Student Legal Services helps international students navigate a post-travel ban world

IU Student Legal Services provides legal services to students on everything from lease analysis to car accident settlements. Along with the Office of International Services, it also helps international students maintain their visas.

President Trump’s travel ban—which prevents people from Iran, Libya, Somalia, Sudan, Syria and Yemen from travelling to the U.S.—was partially reinstituted on June 29. However, people who are able to prove that they have a relationship to the United States may still travel from those countries. Eligible relationships include a close family member living in the U.S., a job offer or enrollment at an American university.

It’s the university attendance caveat that allows students from those six countries to travel to the U.S., at least for now. Despite the caveat, Stacee Williams, the director of IU Student Legal Services, says SLS must be careful in advising international students as they travel to and from the U.S.. 

“I think that it impacts what we do here in that we have to be very mindful of what we’re saying to students,” she said. “We just have to be careful to cross all the t’s and dot all the i’s and think about all the contingencies.”

SLS started in 1971 after students on campus wanted to form a service on campus to help students whose security deposits weren’t being returned by landlords. 

Although SLS can’t represent IU students in criminal court or against other IU students, the service does provide assistance with a broad range of issues, from name and gender changes to reviewing car purchases and rentals. The bulk of its cases, about 40 percent, are landlord cases. Students who encounter landlords who enter rental properties without notice or don’t return security deposits can take their case to SLS. 

Students each pay $8.80 in their semester fees for SLS, but Williams says that students aren’t as aware of the program as they should be. 

“We help students focus on their studies,” she said. “When you find yourself in a situation where you need a lawyer, it’s not a situation you expect to find yourself and most people don’t really have any tools for helping them deal with it.” 

For many students, receiving a drinking or drug violation can be their first brush with the law.  

“It’s absolutely terrifying for them,” she said. “Taking that stress off of students’ shoulders is one of the biggest services we provide to IU.”

SLS also provides an opportunity for Mauer School of Law students to work at a hands-on internship.

Rachel Stopchinski is a second year law student at the Mauer School of Law. After hearing about the internship from friends, she began working at SLS over the summer. She works with students' legal problems from initial interview to resolution. 

“Under the direct supervision of an attorney, I get to have a sense of what the day-to-day life of an attorney is,” she said. “I can see myself taking these skills into my actual practice.”

Sometimes she has cases come across her desk that remind her of situations she and former roommates found themselves in not so long ago.

“Being so young, I’m more connected to these experiences because I’ve lived through them,” she said.

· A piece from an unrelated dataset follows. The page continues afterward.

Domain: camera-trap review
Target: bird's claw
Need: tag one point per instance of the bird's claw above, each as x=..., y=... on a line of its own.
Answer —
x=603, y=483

Working with a broad clientele of undergraduate, graduate and international students has made Stopchinski learn to adapt to clients’ needs. 

“You have to find a way to take that legal jargon and then boil it down to terms that are still true to what it means, but are plain language,” she said. 

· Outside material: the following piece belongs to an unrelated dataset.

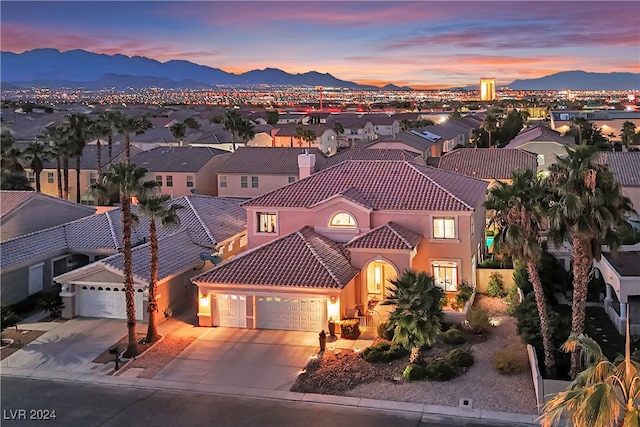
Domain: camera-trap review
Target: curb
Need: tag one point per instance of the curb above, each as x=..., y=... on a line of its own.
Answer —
x=428, y=412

Although international students make up about 14-15 percent of the IU student population, they make up 22 percent of SLS clients. 

SLS handles immigration cases for international students, but also handles the same types of cases for them that domestic students have, like reviewing car rentals and purchases and making sure landlords don’t take advantage of students. 

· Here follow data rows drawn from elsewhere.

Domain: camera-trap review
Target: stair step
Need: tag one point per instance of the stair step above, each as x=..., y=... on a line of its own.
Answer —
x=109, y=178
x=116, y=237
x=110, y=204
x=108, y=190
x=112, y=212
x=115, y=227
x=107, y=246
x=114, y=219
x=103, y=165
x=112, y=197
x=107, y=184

A criminal charge can have a more serious effect on international students than it would have on domestic students. Working at a job that is unrelated to an international student’s course of study could also endanger their visa. For more complex cases, SLS refers some international students to two Bloomington and one Indianapolis attorneys who specialize in immigration law.

“We’re the type of office that helps students to deal with the outside world so that they can do what they need to do when they’re in the campus world,” Williams said. 

SLS also helps bridge cultural differences between international students and the law. Currently, SLS is working with prosecutors from around the state to educate police officers about international driving permits. In the past, students have been charged with driving without a license even though they were carrying a valid international permit, Williams said. 

“How to conduct yourself during police interaction if you’re pulled over by a police officers, these are really important issues that international students need to learn,” she said. 

SLS is working to translate some of its website material and pamphlets into Arabic, Mandarin and Korean to help international student understand the nuances of the law.

The Office of International Services also helps international students with their encounters with U.S. law, specifically visa laws. SLS and OIS are conscientious about communicating with each other, Rendy Schrader, the director of international student and scholar advising, said.

OIS and SLS work to ensure international students are compliant with visa laws, but they also help create a welcoming, navigable environment for students when they arrive on campus.

After the travel ban was initially announced in January, OIS organized an online hashtag called “You are welcome here.” They’ve also planned airport welcomes to greet international students. 

“It’s made us better at what we do in an ironic sort of way,” Schrader said. 

“We redoubled efforts to make students to feel welcome. We want them here. Students are a vibrant part of our community,” she said.